97 Followers
70 Following
Merle

Merle

Here be Dragons - Sharon Kay Penman I usually shy away from historical fiction starring real people, finding that such books are often dry--that, or widely derided for inaccuracy. This is one of those rare books that is neither, that is thoroughly researched but never reads like biography; the characters and their inner lives and relationships are fleshed out in a way that would make any novelist proud.

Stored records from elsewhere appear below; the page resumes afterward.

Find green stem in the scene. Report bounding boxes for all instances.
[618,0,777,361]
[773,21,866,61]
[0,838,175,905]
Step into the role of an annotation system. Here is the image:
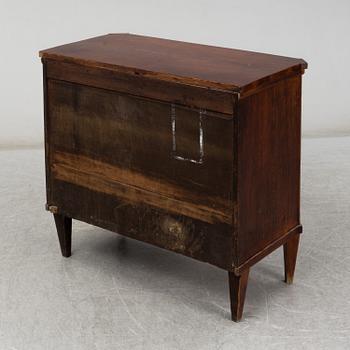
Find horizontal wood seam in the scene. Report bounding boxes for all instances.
[52,153,232,224]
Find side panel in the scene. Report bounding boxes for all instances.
[235,75,301,266]
[46,69,235,270]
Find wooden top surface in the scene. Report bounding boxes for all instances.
[40,34,307,93]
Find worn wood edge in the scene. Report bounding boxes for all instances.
[46,207,232,271]
[51,152,232,224]
[239,60,307,99]
[233,225,303,276]
[39,51,239,92]
[39,51,307,98]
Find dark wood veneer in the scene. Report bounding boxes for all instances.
[40,34,307,321]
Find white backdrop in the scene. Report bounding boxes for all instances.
[0,0,350,146]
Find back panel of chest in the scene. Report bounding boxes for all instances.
[46,65,235,268]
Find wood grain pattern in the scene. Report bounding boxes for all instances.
[52,152,232,224]
[48,80,234,204]
[52,179,233,271]
[40,34,307,95]
[40,34,307,321]
[43,59,234,115]
[53,214,72,258]
[235,76,301,266]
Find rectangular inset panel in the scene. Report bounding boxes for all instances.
[48,80,233,217]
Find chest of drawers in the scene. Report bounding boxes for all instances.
[40,34,306,321]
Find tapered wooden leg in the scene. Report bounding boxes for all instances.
[283,234,300,284]
[53,214,72,258]
[228,269,249,322]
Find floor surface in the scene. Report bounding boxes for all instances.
[0,137,350,350]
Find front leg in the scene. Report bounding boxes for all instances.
[228,269,249,322]
[53,214,72,258]
[283,234,300,284]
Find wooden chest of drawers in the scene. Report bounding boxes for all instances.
[40,34,306,320]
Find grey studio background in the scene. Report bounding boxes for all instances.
[0,0,350,350]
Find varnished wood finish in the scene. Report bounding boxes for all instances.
[283,234,300,284]
[40,34,306,94]
[228,269,249,322]
[40,34,306,321]
[236,75,301,266]
[53,214,72,258]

Here Be Dragons spans 51 years of Welsh and English history (from 1183 to 1234), focusing on the lives of three main characters: Llewelyn, the Prince of Gwynedd; King John of England; and Joanna, John's illegitimate daughter and Llewelyn's wife. The character development is excellent, with nuanced portraits of each. I found them all ultimately sympathetic, but there's a lot of gray area and controversial decisions, just what I like in fiction. The time span, though, is both good and bad. On the positive side, we get a broad view of the historical picture and see the characters grow and mature; the love story, instead of just showing the courting phase, covers a decades-long marriage, which is especially refreshing because the portrayal is neither excessively idealistic nor depressingly dreary. The downside is that timeskips tend to be jarring; so much happens offstage in both the personal and political realms that constant exposition (often thinly disguised as dialogue) is required to keep us up to speed. I often felt like I lost track of the characters due to their rapid aging; Llewelyn, for instance, pops in and out of the narrative for the first 20 years covered, remaining distant from the reader up until his marriage with Joanna. This novel might have worked better as an entire trilogy! Without question, I thought the best part was the 50% or so in the middle, which spanned only 10-15 years and slowed down enough to allow the reader to become truly involved.

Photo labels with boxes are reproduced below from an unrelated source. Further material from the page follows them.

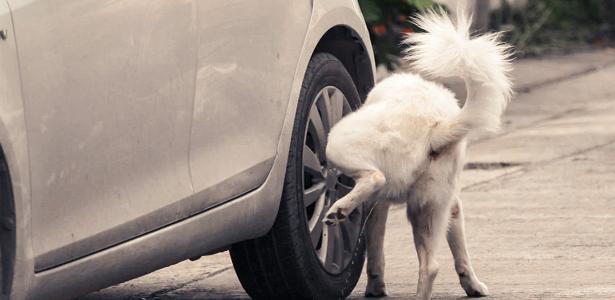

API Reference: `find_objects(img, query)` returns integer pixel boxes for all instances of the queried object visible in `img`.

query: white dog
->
[324,10,512,299]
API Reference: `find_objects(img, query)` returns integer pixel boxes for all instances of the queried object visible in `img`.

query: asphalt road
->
[79,50,615,300]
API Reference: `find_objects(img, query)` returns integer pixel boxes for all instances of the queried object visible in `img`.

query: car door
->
[186,0,312,212]
[9,0,197,271]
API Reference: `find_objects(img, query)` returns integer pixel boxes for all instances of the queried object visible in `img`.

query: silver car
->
[0,0,374,299]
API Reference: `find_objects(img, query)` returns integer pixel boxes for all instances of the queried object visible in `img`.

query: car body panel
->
[0,0,374,299]
[190,0,311,216]
[9,0,196,270]
[0,0,34,294]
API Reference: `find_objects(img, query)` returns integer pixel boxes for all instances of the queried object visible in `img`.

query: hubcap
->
[303,86,363,274]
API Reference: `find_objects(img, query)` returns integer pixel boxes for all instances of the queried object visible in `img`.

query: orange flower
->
[372,25,387,35]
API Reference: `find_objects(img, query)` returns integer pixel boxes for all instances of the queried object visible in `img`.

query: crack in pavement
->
[461,139,615,191]
[470,107,587,145]
[141,266,233,300]
[515,60,615,94]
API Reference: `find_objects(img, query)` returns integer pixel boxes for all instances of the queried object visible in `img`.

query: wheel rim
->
[302,86,363,274]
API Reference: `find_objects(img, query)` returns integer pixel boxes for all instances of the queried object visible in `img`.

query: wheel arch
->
[312,25,374,101]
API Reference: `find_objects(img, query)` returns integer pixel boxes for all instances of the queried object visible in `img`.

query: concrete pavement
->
[80,50,615,300]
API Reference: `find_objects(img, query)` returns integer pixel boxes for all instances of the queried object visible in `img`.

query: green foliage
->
[359,0,434,68]
[492,0,615,56]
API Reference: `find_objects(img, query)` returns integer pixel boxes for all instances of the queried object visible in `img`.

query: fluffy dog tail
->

But any book with this many 5-star reviews has obviously hit on something, and Here Be Dragons has a winning combination: excellent history, but wonderfully readable, turning the characters into people who are fully realized and sympathetic. There's some action, and a fair number of events and situations that are truly bizarre--all of these, of course, grounded in the historical record. Overall, it's good stuff, and I would certainly recommend to historical fiction fans and those interested in sampling the genre.